A new review indicates the gut microbiota may be a systemic driver of liver metastasis in small cell lung cancer (SCLC). This challenges the sole focus on tumor genetics, highlighting the gut-liver axis. Liver metastasis in SCLC is a critical challenge, marked by poor outcomes and limited treatment efficacy.
The review posits that microbial dysbiosis can foster a liver environment conducive to metastatic seeding, immune evasion, and treatment resistance. This occurs as dysbiosis compromises intestinal barrier integrity, allowing microbial products like lipopolysaccharide to enter the portal circulation, directly impacting the liver. These inflammatory signals can activate Kupffer cells and alter immune tolerance, transforming the liver into a pro-metastatic niche.
This process may also recruit immune-suppressing cells like myeloid-derived suppressor cells and regulatory T cells, weakening the body's defense against circulating SCLC cells.

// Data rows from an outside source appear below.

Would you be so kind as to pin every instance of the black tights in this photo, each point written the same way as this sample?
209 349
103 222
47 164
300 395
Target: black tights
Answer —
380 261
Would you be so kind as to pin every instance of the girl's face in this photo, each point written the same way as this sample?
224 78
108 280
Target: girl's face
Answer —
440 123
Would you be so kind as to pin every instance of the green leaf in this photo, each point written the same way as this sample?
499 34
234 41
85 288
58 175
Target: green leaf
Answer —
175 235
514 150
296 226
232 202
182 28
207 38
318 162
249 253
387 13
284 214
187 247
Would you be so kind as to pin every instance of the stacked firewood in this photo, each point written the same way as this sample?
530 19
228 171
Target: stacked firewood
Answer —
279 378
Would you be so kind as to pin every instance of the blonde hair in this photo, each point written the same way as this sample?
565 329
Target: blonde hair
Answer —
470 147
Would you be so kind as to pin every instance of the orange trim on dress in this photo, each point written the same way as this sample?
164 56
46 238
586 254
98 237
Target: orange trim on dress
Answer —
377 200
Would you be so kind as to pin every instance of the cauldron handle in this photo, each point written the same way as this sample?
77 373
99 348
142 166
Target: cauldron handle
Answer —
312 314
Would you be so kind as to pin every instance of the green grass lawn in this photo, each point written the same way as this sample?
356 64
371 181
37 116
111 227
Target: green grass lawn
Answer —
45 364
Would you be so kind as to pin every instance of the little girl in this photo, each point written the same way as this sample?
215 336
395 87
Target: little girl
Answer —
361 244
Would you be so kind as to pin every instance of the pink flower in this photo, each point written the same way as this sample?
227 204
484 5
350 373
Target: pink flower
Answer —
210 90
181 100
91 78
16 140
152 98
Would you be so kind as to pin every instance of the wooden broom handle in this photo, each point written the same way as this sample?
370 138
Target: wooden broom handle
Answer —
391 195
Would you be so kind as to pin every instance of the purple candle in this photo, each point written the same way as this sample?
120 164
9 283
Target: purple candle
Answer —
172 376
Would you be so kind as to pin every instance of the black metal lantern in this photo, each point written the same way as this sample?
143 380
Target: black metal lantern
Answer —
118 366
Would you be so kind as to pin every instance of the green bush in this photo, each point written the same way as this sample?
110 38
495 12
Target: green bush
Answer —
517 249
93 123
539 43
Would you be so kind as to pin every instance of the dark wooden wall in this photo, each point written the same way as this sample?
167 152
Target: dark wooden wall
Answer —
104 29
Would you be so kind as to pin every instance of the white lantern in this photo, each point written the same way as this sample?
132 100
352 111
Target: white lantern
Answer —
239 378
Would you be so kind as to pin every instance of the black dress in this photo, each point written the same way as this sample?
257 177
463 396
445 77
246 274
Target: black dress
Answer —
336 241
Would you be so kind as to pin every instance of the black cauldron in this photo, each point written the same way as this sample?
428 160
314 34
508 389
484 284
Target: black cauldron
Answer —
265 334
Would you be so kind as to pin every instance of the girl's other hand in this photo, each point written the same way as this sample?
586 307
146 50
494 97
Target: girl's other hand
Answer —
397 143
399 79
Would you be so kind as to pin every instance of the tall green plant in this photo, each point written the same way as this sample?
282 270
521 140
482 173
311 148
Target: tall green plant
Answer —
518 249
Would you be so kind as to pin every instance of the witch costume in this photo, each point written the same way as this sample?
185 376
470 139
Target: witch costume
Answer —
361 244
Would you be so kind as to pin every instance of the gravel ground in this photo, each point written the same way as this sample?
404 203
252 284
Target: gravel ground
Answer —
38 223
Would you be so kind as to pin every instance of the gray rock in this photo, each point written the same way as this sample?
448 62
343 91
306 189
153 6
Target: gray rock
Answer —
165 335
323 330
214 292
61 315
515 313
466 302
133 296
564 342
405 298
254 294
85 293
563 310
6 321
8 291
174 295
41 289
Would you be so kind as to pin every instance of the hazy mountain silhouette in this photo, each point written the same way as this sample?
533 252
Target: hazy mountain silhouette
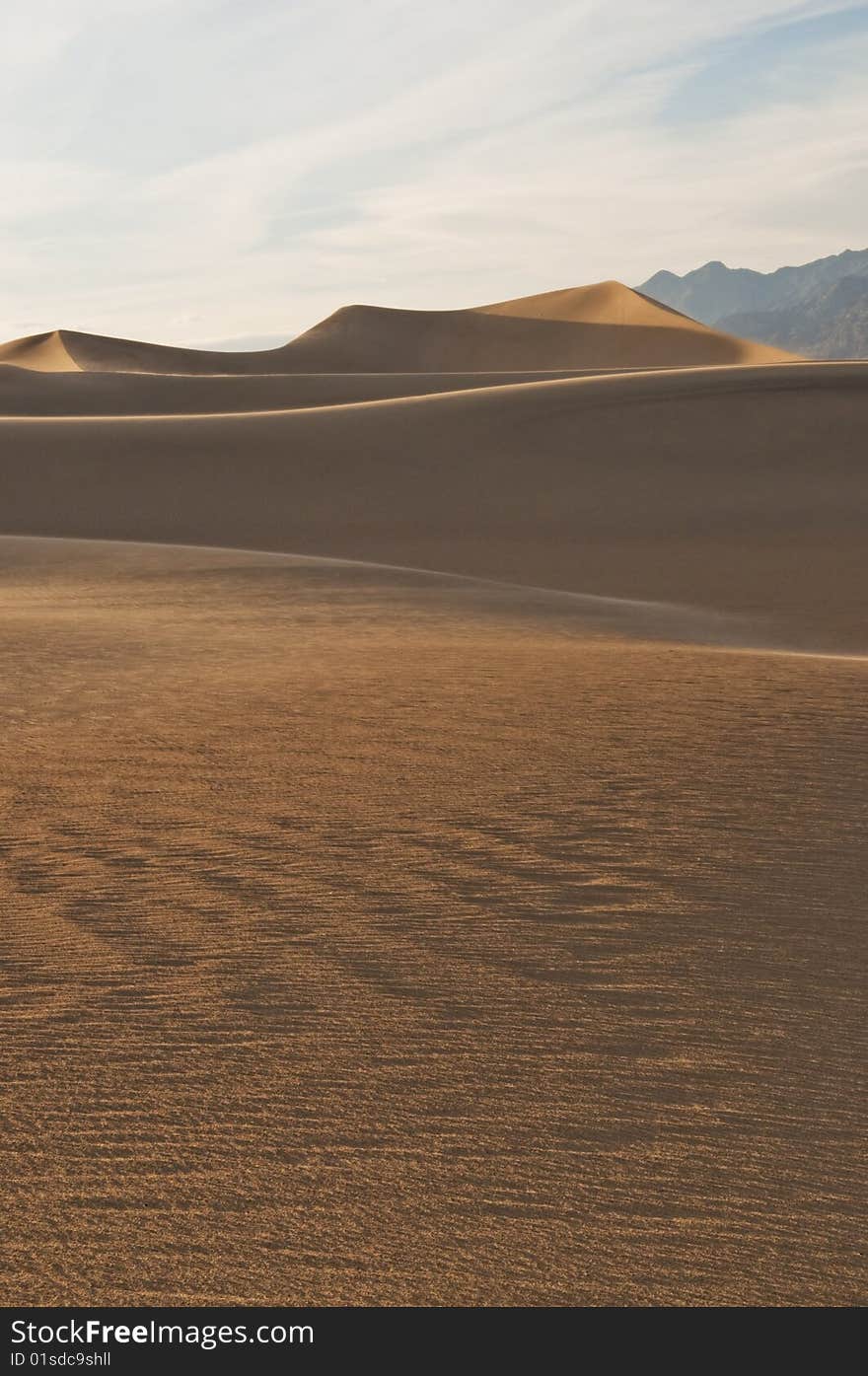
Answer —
819 309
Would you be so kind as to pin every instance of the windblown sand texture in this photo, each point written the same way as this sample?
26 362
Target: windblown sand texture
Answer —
461 903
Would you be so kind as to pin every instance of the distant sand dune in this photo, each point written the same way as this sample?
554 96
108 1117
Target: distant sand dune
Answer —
739 488
454 918
27 393
602 326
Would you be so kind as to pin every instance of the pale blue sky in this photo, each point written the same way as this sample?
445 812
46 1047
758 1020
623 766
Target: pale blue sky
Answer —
198 171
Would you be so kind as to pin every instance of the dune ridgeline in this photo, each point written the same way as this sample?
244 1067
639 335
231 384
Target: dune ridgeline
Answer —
449 891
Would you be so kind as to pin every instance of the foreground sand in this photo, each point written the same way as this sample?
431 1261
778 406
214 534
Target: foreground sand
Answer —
604 325
372 937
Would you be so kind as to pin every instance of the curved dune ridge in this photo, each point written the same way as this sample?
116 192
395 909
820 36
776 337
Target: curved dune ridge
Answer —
354 918
735 488
400 859
606 325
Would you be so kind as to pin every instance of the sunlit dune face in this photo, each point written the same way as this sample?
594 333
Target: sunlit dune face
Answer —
380 939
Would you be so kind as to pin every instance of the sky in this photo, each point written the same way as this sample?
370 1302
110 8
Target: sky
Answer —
233 171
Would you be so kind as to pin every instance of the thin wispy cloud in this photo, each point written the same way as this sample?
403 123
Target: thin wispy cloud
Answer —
202 171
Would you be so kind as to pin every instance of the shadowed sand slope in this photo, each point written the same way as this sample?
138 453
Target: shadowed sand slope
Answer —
602 326
735 488
373 937
28 393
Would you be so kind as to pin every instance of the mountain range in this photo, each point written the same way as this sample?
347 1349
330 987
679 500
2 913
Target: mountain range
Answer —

Furthermore, microbial metabolites are implicated in liver remodeling that favors metastatic growth. Secondary bile acids, such as deoxycholic acid, are identified as key mediators that can activate hepatic stellate cells, increase extracellular matrix deposition, and promote fibrosis. This altered liver microenvironment can enhance tumor cell survival and colonization.

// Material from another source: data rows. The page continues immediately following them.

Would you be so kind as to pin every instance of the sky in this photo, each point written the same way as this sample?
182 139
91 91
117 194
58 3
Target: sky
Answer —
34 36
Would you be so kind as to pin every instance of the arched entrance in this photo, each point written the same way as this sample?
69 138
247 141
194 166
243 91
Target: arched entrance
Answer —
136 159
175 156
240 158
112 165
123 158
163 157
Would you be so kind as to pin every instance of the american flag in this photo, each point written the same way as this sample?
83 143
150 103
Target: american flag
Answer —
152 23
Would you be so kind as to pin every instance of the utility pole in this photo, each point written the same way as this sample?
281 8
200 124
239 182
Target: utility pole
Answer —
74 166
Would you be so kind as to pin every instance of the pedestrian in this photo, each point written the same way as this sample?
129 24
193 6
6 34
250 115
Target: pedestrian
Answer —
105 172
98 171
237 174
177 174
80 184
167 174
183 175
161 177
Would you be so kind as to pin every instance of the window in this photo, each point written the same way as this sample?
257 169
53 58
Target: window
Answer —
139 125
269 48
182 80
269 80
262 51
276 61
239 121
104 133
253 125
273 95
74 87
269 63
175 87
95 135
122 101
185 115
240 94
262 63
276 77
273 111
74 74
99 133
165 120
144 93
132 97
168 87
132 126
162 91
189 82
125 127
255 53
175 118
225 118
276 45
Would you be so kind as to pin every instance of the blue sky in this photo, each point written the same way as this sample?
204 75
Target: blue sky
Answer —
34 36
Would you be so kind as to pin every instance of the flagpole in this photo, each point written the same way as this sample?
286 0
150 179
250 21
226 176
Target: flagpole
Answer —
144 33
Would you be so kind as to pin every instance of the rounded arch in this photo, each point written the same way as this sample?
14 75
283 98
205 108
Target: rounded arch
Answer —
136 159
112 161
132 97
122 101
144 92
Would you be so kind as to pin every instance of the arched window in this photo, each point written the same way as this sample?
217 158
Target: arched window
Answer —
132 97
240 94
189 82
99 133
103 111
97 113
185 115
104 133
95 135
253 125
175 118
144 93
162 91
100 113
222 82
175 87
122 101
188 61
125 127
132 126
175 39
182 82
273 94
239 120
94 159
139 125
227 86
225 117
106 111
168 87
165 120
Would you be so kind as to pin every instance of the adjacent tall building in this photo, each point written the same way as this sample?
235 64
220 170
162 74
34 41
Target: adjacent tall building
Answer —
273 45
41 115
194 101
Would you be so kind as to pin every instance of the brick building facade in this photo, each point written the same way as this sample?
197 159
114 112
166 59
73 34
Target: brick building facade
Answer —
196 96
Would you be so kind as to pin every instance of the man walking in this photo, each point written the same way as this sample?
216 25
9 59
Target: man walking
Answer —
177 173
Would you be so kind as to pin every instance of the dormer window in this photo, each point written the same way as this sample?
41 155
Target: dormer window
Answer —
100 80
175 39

Conversely, beneficial short-chain fatty acids, like butyrate, may offer protection through anti-inflammatory and anti-fibrotic effects.
The review suggests that approaches targeting the microbiota could complement existing SCLC treatments. Potential strategies include probiotics, prebiotics, synbiotics, fecal microbiota transplantation, and advanced microbial therapeutics. The authors also emphasize avoiding unnecessary antibiotic use alongside immunotherapy and call for further research into microbial biomarkers and combination trials for patients with SCLC liver metastasis. While much of the evidence is translational, the gut microbiota is presented as a promising therapeutic target in this challenging disease.